La décision querellée sera donc également confirmée de ce chef.
Sur la demande relative à la responsabilité du chantier
Les mêmes motifs justifient que soit rejetée le demande des époux [W] tendant à ce qu’il soit ordonné que les sociétés BBSE, Accobat et FDI demeurent seules responsables du chantier, chacune pour leurs lots respectifs, jusqu’à complet achèvement et réception.
Sur les demandes indemnitaires
1° sur la demande des époux [W]
Les appelants sollicitent la condamnation solidaire des sociétés Accobat et BBSE à leur payer 30 000 euros en réparation de leurs préjudices moral et de jouissance.
Là-encore, le jugement entrepris qui a écarté cette demande doit être confirmé, les sociétés mises en cause ayant été reconnues légitimes à interrompre leurs interventions en suite des manquements des appelants dans l’observation de leurs propres obligations.

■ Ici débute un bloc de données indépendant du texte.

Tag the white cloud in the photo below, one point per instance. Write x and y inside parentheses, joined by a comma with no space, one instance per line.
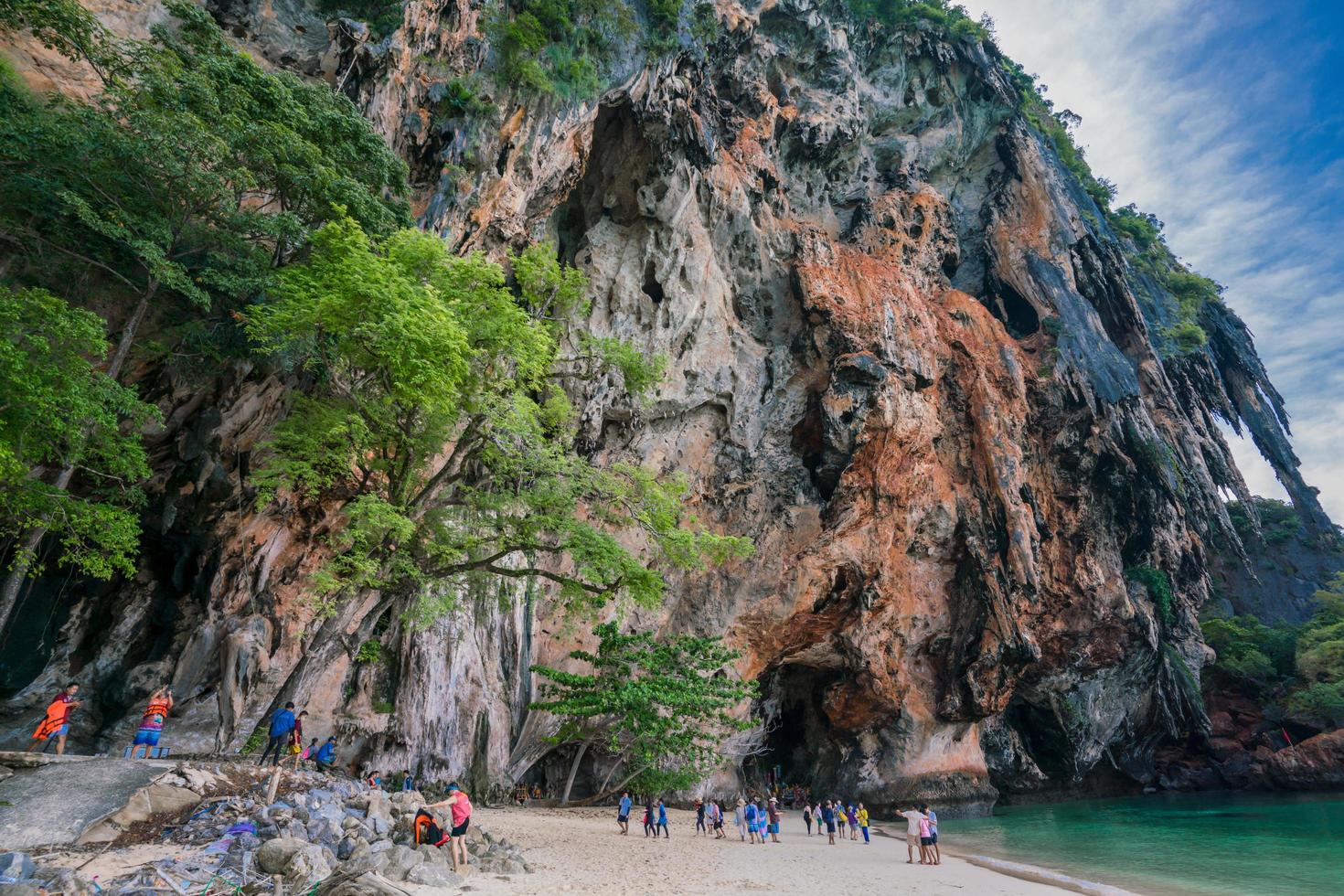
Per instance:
(1197,129)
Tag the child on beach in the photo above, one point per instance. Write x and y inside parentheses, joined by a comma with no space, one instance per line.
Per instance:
(933,833)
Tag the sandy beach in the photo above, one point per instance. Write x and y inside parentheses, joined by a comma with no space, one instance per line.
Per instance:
(580,850)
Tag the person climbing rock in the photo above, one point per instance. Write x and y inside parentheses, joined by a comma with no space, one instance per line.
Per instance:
(460,807)
(57,721)
(281,724)
(152,723)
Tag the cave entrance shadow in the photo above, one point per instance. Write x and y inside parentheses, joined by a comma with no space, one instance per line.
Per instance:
(800,746)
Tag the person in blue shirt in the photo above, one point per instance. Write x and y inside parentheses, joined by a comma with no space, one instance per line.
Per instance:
(623,816)
(325,755)
(281,726)
(750,815)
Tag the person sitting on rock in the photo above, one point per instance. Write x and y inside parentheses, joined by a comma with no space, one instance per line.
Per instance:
(460,807)
(57,721)
(325,755)
(152,723)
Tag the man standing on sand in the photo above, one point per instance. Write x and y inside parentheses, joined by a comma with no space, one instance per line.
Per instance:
(460,806)
(57,721)
(152,723)
(912,818)
(933,833)
(623,815)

2° sur la demande de la société Accobat
La société Accobat relève appel incident de la décision de première instance en ce qu’elle a rejeté la demande de dommages et intérêts qu’elle a formée à l’encontre des époux [W] au motif du caractère abusif de la procédure suivie à son encontre.
Toutefois, l’intimée ne caractérise pas l’abus dont elle fait grief aux appelants, étant rappelé que l’abus procédural ne peut résider dans le seul fait que l’instance, puis le recours qui ont été engagés se soient tous deux révélés mal fondés.
Le jugement sera donc également confirmé de ce chef.
Sur les autres demandes
La décision entreprise sera confirmée s’agissant des dépens et des frais irérpétibles.
Les époux [W] seront condamnés aux dépens d’appel, qui pourront être recouvrés directement conformément aux dispositions de l’article 699 du code de procédure civile.
Ils seront condamnés à payer à la société Accobat la somme de 3 000 euros, et à la société BBSE celle de 1 500 euros en application de l’article 700 du même code.
Par ces motifs,
Statuant par arrêt réputé contradictoire, après débats en audience publique,
Vu l’arrêt du 3 janvier 2023,
Confirme le jugement rendu 19 janvier 2021 par le tribunal judiciaire de Besançon s’agissant des dispositions sur lesquelles il n’avait pas encore été statué dans le cadre de l’arrêt du 3 janvier 2023 ;
Y ajoutant :
Condamne M. [D] [W] et son épouse, née [E] [M], aux dépens d’appel, avec faculté de recouvrement direct conformément aux dispositions de l’article 699 du code de procédure civile ;
Condamne M. [D] [W] et son épouse, née [E] [M], à payer à la SAS Accobat la somme de 3 000 euros en application de l’article 700 du code de procédure civile ;
Condamne M. [D] [W] et son épouse, née [E] [M], à payer à la SAS Boilley Bâtiment Services Etanchéité la somme de 1 500 euros en application de l’article 700 du code de procédure civile.
Ledit arrêt a été signé par Michel Wachter, président de chambre, magistrat ayant participé au délibéré et Fabienne Arnoux, greffier.